Die Ergebnisse von Studien über die Wirkung gonadaler Steroide auf stressbezogene Messgrößen bei Tieren deuten darauf hin, dass Östradiol die Stressreaktivität, gemessen an der HPA-Aktivität, 18, 19 der Prolaktinsekretion20 und der CRH-Genexpression, erhöhen kann.21 Östradiol scheint auch einen signifikanten geschlechtsspezifischen Unterschied bei stressbedingten Unterschieden in der klassischen Konditionierung zu modulieren, wobei Stress die klassische Konditionierung bei Männchen verstärkt, bei Weibchen jedoch beeinträchtigt.22
Interessanterweise können Östrogenwirkungen auf die Kognition mit Stresshormonen wie Cortisol interagieren.

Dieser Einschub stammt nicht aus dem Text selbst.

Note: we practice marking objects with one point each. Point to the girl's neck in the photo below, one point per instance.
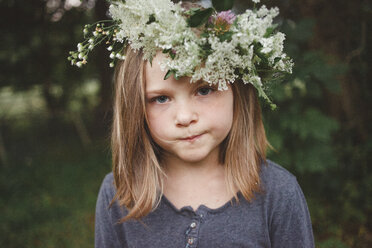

Cortisol ist das klassische Stresshormon und wird als Reaktion auf psychologischen und psychosozialen Stress zuverlässig erhöht. Der Cortisolspiegel steigt mit zunehmendem Alter an und ist bei älteren Frauen höher als bei Männern.23 Erhöhte Cortisolwerte im Alter werden mit einem höheren Maß an psychosozialem Stress, schlechteren kognitiven Leistungen und einer Atrophie von gedächtnisrelevanten Strukturen im Gehirn wie dem Hippocampus in Verbindung gebracht.24 Erhöhungen der Stresshormone können die positiven Auswirkungen von Östradiol auf die kognitive Leistung im normalen Alter aufheben und sich negativ auf die Peptidspiegel und -verhältnisse auswirken, die bekanntermaßen für die Aufrechterhaltung der neuronalen Integrität und der Gesundheit des Gehirns wichtig sind, nämlich IGF-1 und das Verhältnis von Aβ40/42. Ob normaler oder übermäßiger psychologischer Stress im Alter mit dem Östradiolstatus interagiert, um negative Auswirkungen auf die kognitive Funktion zu erzeugen, ist unklar, obwohl neuere experimentelle Studien eine direkte Interaktion zwischen Stresshormonen und den Auswirkungen von Sexualsteroiden nahelegen.25 Bei akutem psychosozialem Stress können sich die Auswirkungen von exogenem Östradiol bei postmenopausalen Frauen sowohl auf die Stimmung als auch auf die Kognition negativ auswirken26, 27; die Wechselwirkung mit chronischem Stress oder Stimmungsstörungen ist jedoch weniger gut definiert.28 Die Auswirkungen von psychosozialem Stress und/oder erhöhtem Cortisol auf die für die kognitive Leistung und die Stimmungsregulierung erforderlichen Hirnkreisläufe müssen noch genauer definiert werden. Um zu verstehen, wie unterschiedliche endogene Kortikosteroidspiegel die Wirkungen von Östradiol auf die Hirnaktivität und die kognitive Leistung bei normalem und pathologischem Altern modifizieren, sind weitere Forschungen erforderlich, ebenso wie das Verständnis der Wechselwirkung von Lebensstress, medizinischer Komorbidität und Östradiolwirkungen auf die Hirnfunktion.